Section 27 is an exception to Sections 25 and 26. It permits certain parts of the statement made by the accused to a police officer while in custody to be proved. Under Section 27, only that part of the statement made by the accused is admissible, which distinctly relates to the discovery. It becomes admissible when a fact is discovered as a consequence of the information received from the accused. What is admissible is only such information furnished by the accused as relates distinctly to the facts thereby discovered. No other part is admissible. By Exhibits ‘P55’ and ‘P56’, it is alleged that the accused showed the places where the deceased was abducted, where he was murdered and where his body was thrown. In this case, even the inadmissible part of the statement under Section 27 of the Evidence Act has been incorporated in the examination-in-chief of PW-27. The learned trial judge should not have recorded an inadmissible confession in the deposition. A confessional statement made by the accused to a police officer while in custody is not admissible in the evidence except to the extent to which Section 27 is applicable. If such inadmissible confessions are made part of the depositions of the prosecution witnesses, then there is every possibility that the Trial Courts may get influenced by it.”

The Gravity Of The Offence

Most significantly, the Bench encapsulates in para 17 what constitutes the cornerstone of this notable judgment postulating that, “It is true that this is a case of a brutal murder. The brutality of the offence does not dispense with the legal requirement of proof beyond a reasonable doubt. In this case, there is no legal evidence to prove the involvement of the accused. The Courts can convict an accused only if his guilt is proved beyond a reasonable doubt on the basis of legally admissible evidence. There cannot be a moral conviction. We are tempted to quote what this Court observed in paragraph 24 of its decision in the case of Subhash Chand v. State of Rajasthan (2002) 1 SCC 702. It reads as follows:

“24. Thus, none of the pieces of evidence relied on as incriminating, by the trial court and the High Court, can be treated as incriminating pieces of circumstantial evidence against the accused. Though the offence is gruesome and revolts the human conscience but an accused can be convicted only on legal evidence and if only a chain of circumstantial evidence has been so forged as to rule out the possibility of any other reasonable hypothesis excepting the guilt of the accused. In Shankarlal Gyarasilal Dixit case [(1981) 2 SCC 35: 1981 SCC (Cri) 315: AIR 1981 SC 765] this Court cautioned — “human nature is too willing, when faced with brutal crimes, to spin stories out of strong suspicions” (SCC p. 44, para 33). This Court has held time and again that between may be true and must be true there is a long distance to travel which must be covered by clear, cogent and unimpeachable evidence by the prosecution before an accused is condemned a convict.” (emphasis added).”

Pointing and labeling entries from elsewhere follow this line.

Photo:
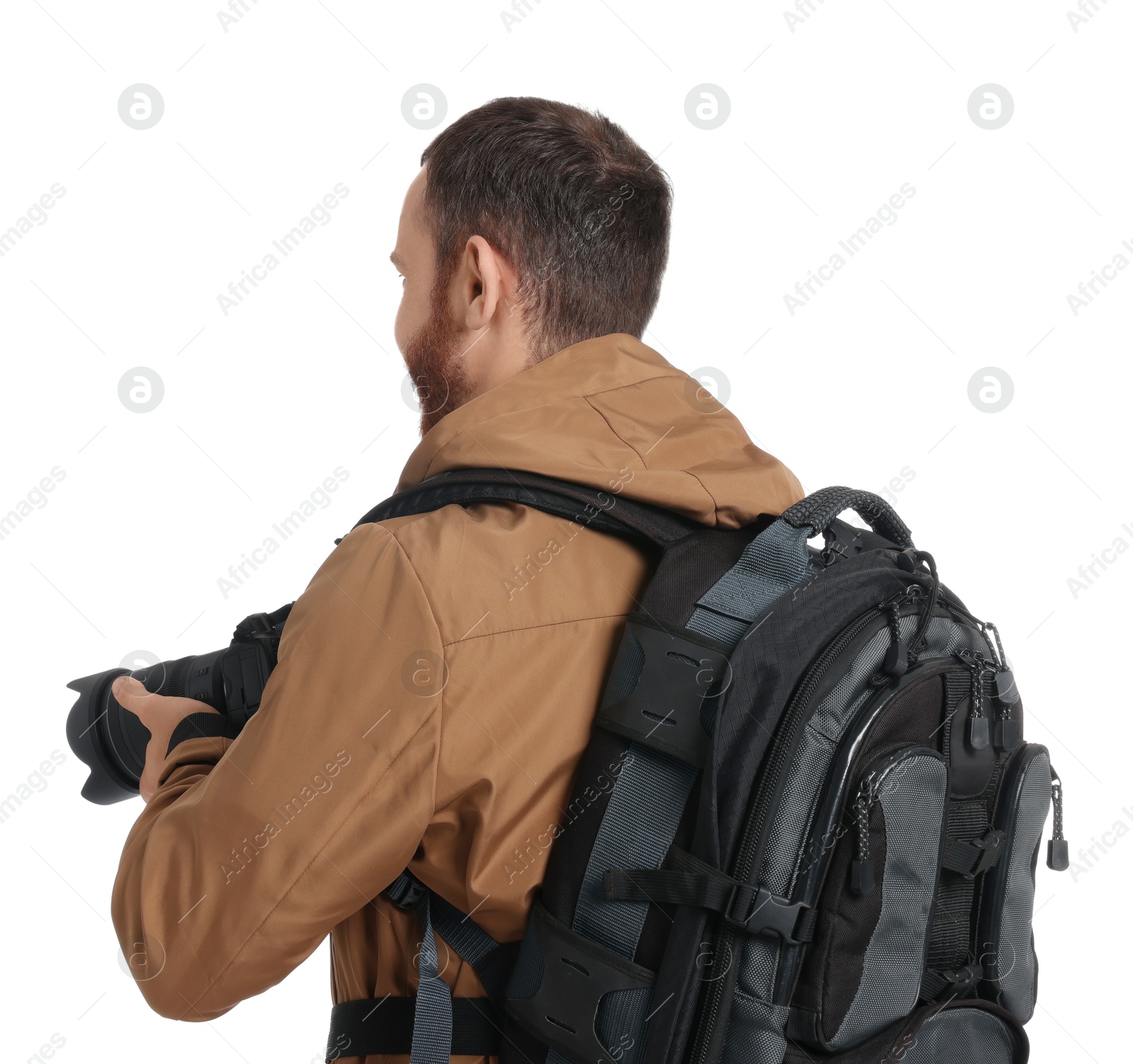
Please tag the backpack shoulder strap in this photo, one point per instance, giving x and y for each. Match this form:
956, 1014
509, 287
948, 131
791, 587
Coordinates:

Conclusion And Operative Part

Finally, the Bench while acquitting the appellant then concludes by holding in para 18 that, “The appellants’ guilt has not been established beyond a reasonable doubt. Accordingly, we allow the appeal. We quash and set aside the judgments dated 14th February 2017 and 17th February 2017 passed by the learned Additional Sessions Judge, Ambala in Sessions Case no.16 of 2013, as well as the impugned judgment dated 10th February 2020 passed in Criminal Appeal Nos.D-335-DB and D-398-DB of 2017 (O&M) by the High Court of Punjab and Haryana at Chandigarh and acquit the appellants. The impugned judgments have already been set aside as far as the other accused are concerned. That part is not disturbed. If appellants are in prison, they shall be immediately set at liberty unless required in connection with any other offence.”

In sum, there can be certainly just no beating about the bush that the Trial Courts must pay heed to what the Apex Court has held so very conclusively in this leading case and refrain from relying on inadmissible confessions made by the accused to police officers who are made part of the depositions of the prosecution witnesses. Even the High Courts in the States also must definitely exercise due caution in this regard. No denying!